Both are most commonly defined in the Euclidean plane and are primarily beneficial for solving problems related to geometric proximity, but they have also been generalized to higher dimensions, different distance measures and also for problems related to $n$-th nearest neighbor queries up to farthest neighbor queries.
This question is however only related to the planar euclidean case.
Have analogous "tandems" of triangulations and convex polygonal neighborhoods of discrete pointsets in the euclidean plane already appeared, resp., investigated where the corners of the polygonal neighborhoods are not the circum centers of triangles (which can also be outside of triangles e.g. in random triangulations), but other special points associated to triangles, like the ones listed in the ETC (of which the incircle center seems the most interesting choice because it is guaranteed to be inside the most degenerated triangle with nonzero area and, because it seems to generate polygonal neighborhoods with longer short sides)?
I am especially interested in results related to optimality criteria that the selection of specific triangle points (apart from the circum center) implies for the generated polygonal diagrams.

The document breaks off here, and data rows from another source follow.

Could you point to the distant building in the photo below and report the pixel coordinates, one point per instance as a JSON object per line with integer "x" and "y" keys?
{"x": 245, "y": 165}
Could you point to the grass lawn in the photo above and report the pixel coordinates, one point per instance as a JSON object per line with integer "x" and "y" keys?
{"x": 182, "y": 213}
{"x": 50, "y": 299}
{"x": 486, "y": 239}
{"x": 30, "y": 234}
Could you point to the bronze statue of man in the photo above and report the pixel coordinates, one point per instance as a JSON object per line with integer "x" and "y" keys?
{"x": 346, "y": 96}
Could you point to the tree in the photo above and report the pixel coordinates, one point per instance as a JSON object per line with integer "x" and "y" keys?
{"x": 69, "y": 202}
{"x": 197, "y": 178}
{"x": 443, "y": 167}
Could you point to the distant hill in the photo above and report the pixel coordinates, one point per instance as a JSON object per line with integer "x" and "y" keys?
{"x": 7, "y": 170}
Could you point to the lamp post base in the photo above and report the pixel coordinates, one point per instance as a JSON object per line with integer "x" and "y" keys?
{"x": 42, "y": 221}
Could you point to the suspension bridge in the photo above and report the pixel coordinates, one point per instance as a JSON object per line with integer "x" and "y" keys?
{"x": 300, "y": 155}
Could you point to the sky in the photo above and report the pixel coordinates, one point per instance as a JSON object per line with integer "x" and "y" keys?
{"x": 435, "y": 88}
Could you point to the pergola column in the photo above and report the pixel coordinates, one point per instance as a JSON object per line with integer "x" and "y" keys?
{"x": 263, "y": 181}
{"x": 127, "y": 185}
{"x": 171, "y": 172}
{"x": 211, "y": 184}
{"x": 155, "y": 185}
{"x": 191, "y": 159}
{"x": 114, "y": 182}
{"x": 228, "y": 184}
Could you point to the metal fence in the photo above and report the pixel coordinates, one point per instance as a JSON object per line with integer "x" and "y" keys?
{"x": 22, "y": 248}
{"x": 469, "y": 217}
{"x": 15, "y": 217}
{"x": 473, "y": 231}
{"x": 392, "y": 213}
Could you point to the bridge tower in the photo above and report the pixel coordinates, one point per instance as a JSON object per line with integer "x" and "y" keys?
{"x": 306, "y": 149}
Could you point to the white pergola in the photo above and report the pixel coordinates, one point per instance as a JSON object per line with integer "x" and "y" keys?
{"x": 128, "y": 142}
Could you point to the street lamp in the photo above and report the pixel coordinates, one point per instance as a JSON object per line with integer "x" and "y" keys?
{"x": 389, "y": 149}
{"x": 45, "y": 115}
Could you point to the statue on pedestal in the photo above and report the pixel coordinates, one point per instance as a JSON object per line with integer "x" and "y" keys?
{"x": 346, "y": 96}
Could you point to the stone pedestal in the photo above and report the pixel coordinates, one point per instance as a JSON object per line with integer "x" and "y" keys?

constructing the polygonal regions from other triangle points might also have positive impact on the convergence rate of generating centroidal $VD$s; the triangulaton of the generated centers of gravity would however still be the $DT$ and after having reached good convergence, switching back to circumcenters could be done.
The question would then be, which of the special triangle points gives better performance improvements: incircle center or centroid? Further question in that respect: can convergence of the algorithm be improved by initially taking as new points for the subsequent $DT$ not the centers of gravity of the generated polygonal regions, but rather the centers of the largest enclosed circles?